Deep code search

Deep code search Gu et al., ICSE’18

The problem with searching for code is that the query, e.g. “read an object from xml,” doesn’t look very much like the source code snippets that are the intended results, e.g.:

*

That’s why we have Stack Overflow! Stack Overflow can help with ‘how to’ style queries, but it can’t help with searches inside codebases you care about. For example, “where in this codebase are events queued on a thread?”

…an effective code search engine should be able to understand the semantic meanings of natural language queries and source code in order to improve the accuracy of code search.

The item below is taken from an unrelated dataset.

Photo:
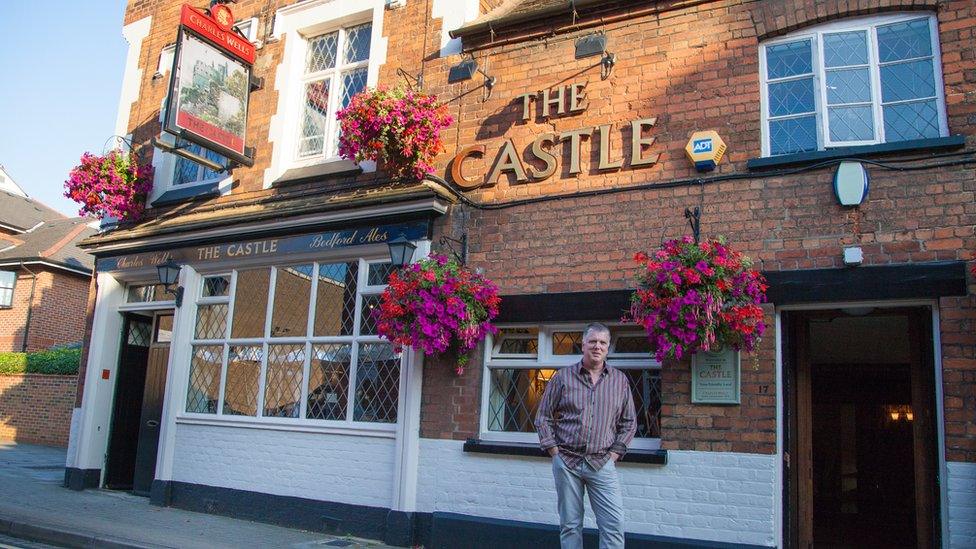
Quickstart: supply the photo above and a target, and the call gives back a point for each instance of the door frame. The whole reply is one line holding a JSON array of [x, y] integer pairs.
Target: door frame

DeepCS is just such a search engine for code, based on the CODEnn (Code-Description Embedding Neural Network) network model. During training, it takes code snippets (methods) and corresponding natural language descriptions (from the method comments) and learns a joint-embedding. I.e., it learns embeddings such that a method description and its corresponding code snippet are both mapped to a similar point in the same shared embedding space. Then given a natural language query, it can embed the query in vector space and look for nearby code snippets. Compared to Lucene powered code search tools, and the recently proposed state-of-the-art CodeHow search tool, CODEnn gives excellent results.

Embeddings

One of the most popular posts over time on this blog has been ‘The amazing power of word vectors,’ which describes the process of turning words into vectors. To turn a sequence of words into a vector, one common approach is to use an RNN (e.g., LSTM). For example, given a sentence such as ‘parse xml file,’ the RNN reads the first word, ‘parse,’ maps it into a vector \mathbf{w}_1, and then computes the RNN hidden state \mathbf{h}_1 using \mathbf{w}_1. Then it reads the second word, ‘xml,’ maps that into word vector \mathbf{w}_2 and updates the hidden state \mathbf{h}_1 to \mathbf{h}_2. We k keep going in this manner until we reach the end of the sentence, and then use the final hidden state (\mathbf{h}_3 in this example) as the sentence embedding.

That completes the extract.